I sighed. “Doesn’t mean anything to me—or at least nothing that hits me right away.” I glanced at Stark. “You?”
“I got nothing.” His eyes found Kramisha. “What about you?”
“No clue.”
Aphrodite snorted. “No clue at all? Are you or are you not a prophetess?”
Kramisha narrowed her eyes at Aphrodite. “I got to gets to class, so I don’t have time to take you out back and smack that smug champagne smile off your thin lips. So, I’ll just say this—do you understand your visions? All your visions?” She made a disturbing hissing noise when Aphrodite tried to speak. “No. They’s rhetorical. Don’t speak ’cause you is suddenly reminding me why we used to call you a hag from hell.” Kramisha stood and bowed formally to me. “Merry meet, merry part, and merry meet again, High Priestess. Text if you be needing me.” Braids swaying in time with her slinky walk, Kramisha exited the room.
“Damn, she’s touchy. She should drink more.” Aphrodite glanced at her fingernails. “And I need a manicure. So, let’s hurry up this next part.”
“Next part?” I asked stupidly.
Aphrodite raised one perfectly plucked blond brow at me. “Seriously? Like you’re not heading to Woodward Park to check on Neferet’s grotto jail?”
“Oh, that next part. Yeah, I am.”
“We are,” Stark corrected.
“What he said.”
“Okay, hang on just a sec.” Aphrodite’s fingers tapped over her phone. Then she sighed, smiled, and delicately fluttered her fingers at the waitress. “Another champagne,” she said. Then, grimly, she picked up the untouched glass of orange juice, and—like it was a shot—gulped it down. Shuddering, she dabbed her mouth.
“Aphrodite, what in the hell are you doing? Like you said, we’re going to Woodward Park,” I said.
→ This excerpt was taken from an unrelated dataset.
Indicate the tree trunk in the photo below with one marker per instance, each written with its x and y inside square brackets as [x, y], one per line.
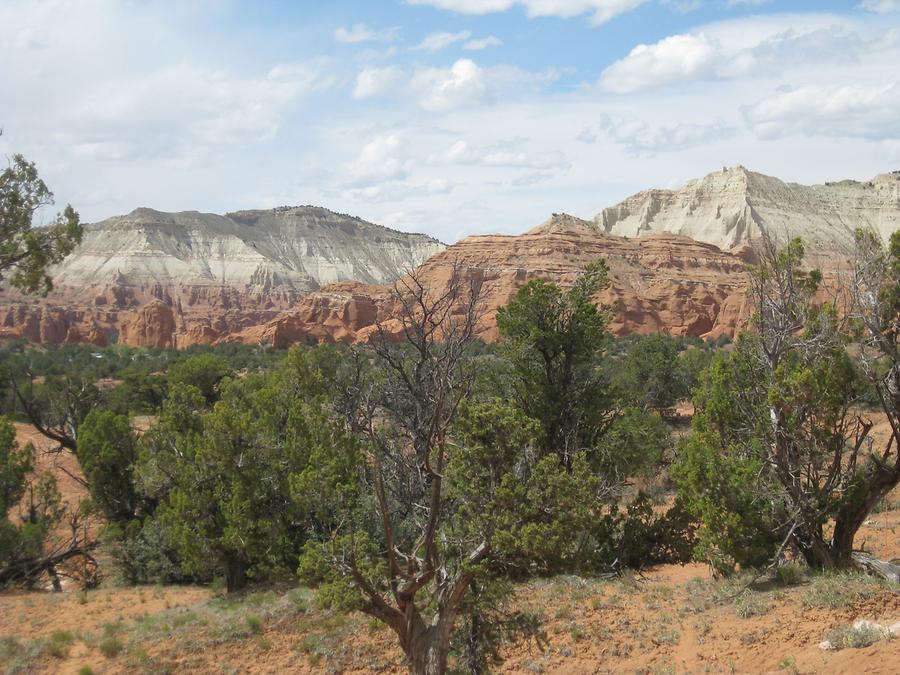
[428, 654]
[235, 575]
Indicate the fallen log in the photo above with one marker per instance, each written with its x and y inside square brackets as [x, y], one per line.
[881, 568]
“Yeah, and like Stark said, you’re not going alone. I texted Darius. I just have time to suck down another glass of my morning grapes before he shows up. And please make note that I drank that orange stuff.” She shuddered delicately. “It was completely naked and not mixed with the salvation of alcohol.”
“You are such a piece of work,” Stark said.
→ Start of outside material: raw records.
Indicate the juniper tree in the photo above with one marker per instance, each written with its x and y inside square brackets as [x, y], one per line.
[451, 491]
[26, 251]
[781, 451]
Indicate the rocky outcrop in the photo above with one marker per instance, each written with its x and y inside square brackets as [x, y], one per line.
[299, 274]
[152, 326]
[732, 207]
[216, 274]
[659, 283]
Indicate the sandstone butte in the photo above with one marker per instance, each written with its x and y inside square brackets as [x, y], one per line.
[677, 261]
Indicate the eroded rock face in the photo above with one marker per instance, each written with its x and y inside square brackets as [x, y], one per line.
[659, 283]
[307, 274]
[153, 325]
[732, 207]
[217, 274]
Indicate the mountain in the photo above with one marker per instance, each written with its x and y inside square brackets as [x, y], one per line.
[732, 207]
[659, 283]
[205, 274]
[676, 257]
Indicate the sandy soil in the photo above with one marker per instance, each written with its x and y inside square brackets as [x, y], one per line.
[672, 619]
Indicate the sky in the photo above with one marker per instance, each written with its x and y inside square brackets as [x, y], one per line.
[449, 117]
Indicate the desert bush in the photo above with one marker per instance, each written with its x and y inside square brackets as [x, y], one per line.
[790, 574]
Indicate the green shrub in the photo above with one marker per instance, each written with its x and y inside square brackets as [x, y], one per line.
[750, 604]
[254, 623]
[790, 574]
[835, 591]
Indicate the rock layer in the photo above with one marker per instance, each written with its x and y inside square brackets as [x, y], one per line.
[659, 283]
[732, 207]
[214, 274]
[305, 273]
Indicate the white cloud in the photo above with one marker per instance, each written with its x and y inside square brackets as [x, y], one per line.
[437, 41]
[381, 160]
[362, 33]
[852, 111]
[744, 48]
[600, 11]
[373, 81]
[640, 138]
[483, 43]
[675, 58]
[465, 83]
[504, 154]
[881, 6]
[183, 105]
Aphrodite’s grin was Cheshire. “Thank you, Bow Boy.”
4
Zoey
“OMG, who is that deliciously handsome Son of Erebus who just walked through that door?” Aphrodite cooed.
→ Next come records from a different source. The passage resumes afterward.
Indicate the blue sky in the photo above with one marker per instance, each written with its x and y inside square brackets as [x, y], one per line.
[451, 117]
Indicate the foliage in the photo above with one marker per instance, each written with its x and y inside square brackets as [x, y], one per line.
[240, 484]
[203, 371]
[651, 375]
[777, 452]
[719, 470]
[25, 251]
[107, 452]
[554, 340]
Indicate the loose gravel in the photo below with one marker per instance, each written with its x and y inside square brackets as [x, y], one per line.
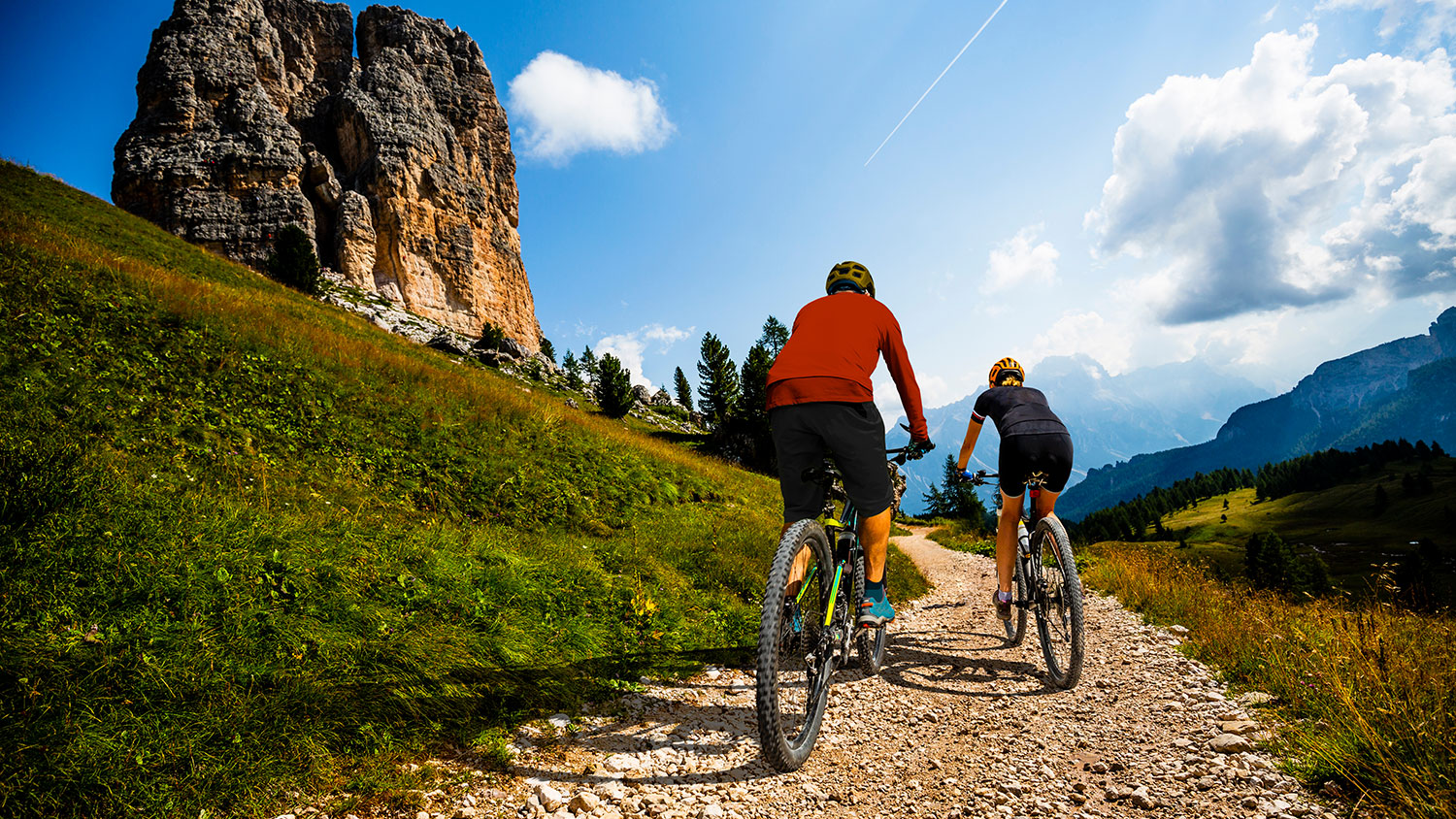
[957, 725]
I didn’t bother to look over my shoulder. Stark made a noise between a snort and a sigh.
“Wait, I know who it is. It’s my man!”
Aphrodite tilted her head back, perfectly timed for Darius to bend down, murmur, “Hello, my beauty,” and kiss her. He straightened and shook his head slightly. “Champagne for breakfast?”
“Always, handsome,” Aphrodite said. She flicked her finger against the empty orange juice glass and added, “But I made it healthy with this.”
Darius glanced at me. “She actually drank that?”
I nodded. “Yep. Gulped it down like a trooper.”
“It was just orange juice. It tastes good,” Stark said.
“Then next time you drink it,” Aphrodite said.
Stark looked utterly baffled. I just shook my head and rolled my eyes. Sometimes—actually, most times—it’s easier to just go with whatever craziness Aphrodite spouts versus trying to actually make sense of it. Stevie Rae told me once that she listened to Aphrodite like she read Shakespeare—not actually getting every word, but eventually understanding the basic message. As usual, I agreed with Stevie Rae.